The following is excerpted from an online article posted by ScienceDaily.
Music and arts classes are often first on the chopping block when schools face tight budgets and pressure to achieve high scores on standardized tests. But it’s precisely those classes that can increase student interest in school and even benefit their math achievement, according to a new study.
Daniel Mackin Freeman, a doctoral candidate in sociology, and Dara Shifrer, an associate professor of sociology at Portland State University, used a large nationally representative dataset to see which types of arts classes impact math achievement and how it varies based on the socio-economic composition of the school. Schools with lower socio-economic status (SES) have a higher percentage of students eligible for free or reduced lunch.
The researchers found that taking music courses at higher- or mid-SES schools relates to higher math scores. Mackin Freeman said that’s not a surprise given the ways in which music and math overlap.
“If you think about it at an intuitive level, reading music is just doing math,” he said. “Of course, it’s a different type of math but it might be a more engaging form of math for students than learning calculus.”
However, the positive relationship between music course-taking and math achievement is primarily isolated to schools that serve more socially privileged students. The study suggests this could be because arts courses in low-SES schools are of lower quality and/or under-resourced. Students in low-SES schools also take fewer music and arts classes on average compared to their peers, also suggesting low-SES schools are under-resourced when it comes to arts courses.

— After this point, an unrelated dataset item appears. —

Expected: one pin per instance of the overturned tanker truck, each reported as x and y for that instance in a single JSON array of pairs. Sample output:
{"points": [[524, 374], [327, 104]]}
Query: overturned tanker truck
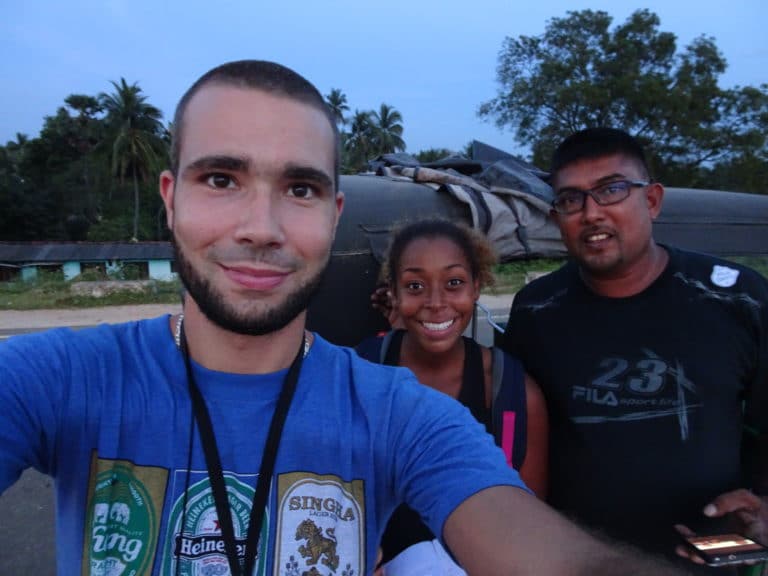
{"points": [[508, 200]]}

“It’d be reasonable to expect that at under-resourced schools, the quality of the music program would differentiate any potential connection to other subjects,” Mackin Freeman said. “For programs as resource-intensive as something like band, under-resourced schools are less likely to even have working instruments, let alone an instructor who can teach students to read music in a way that they can make connections to arithmetic.”
The study was published in the journal Sociological Perspectives.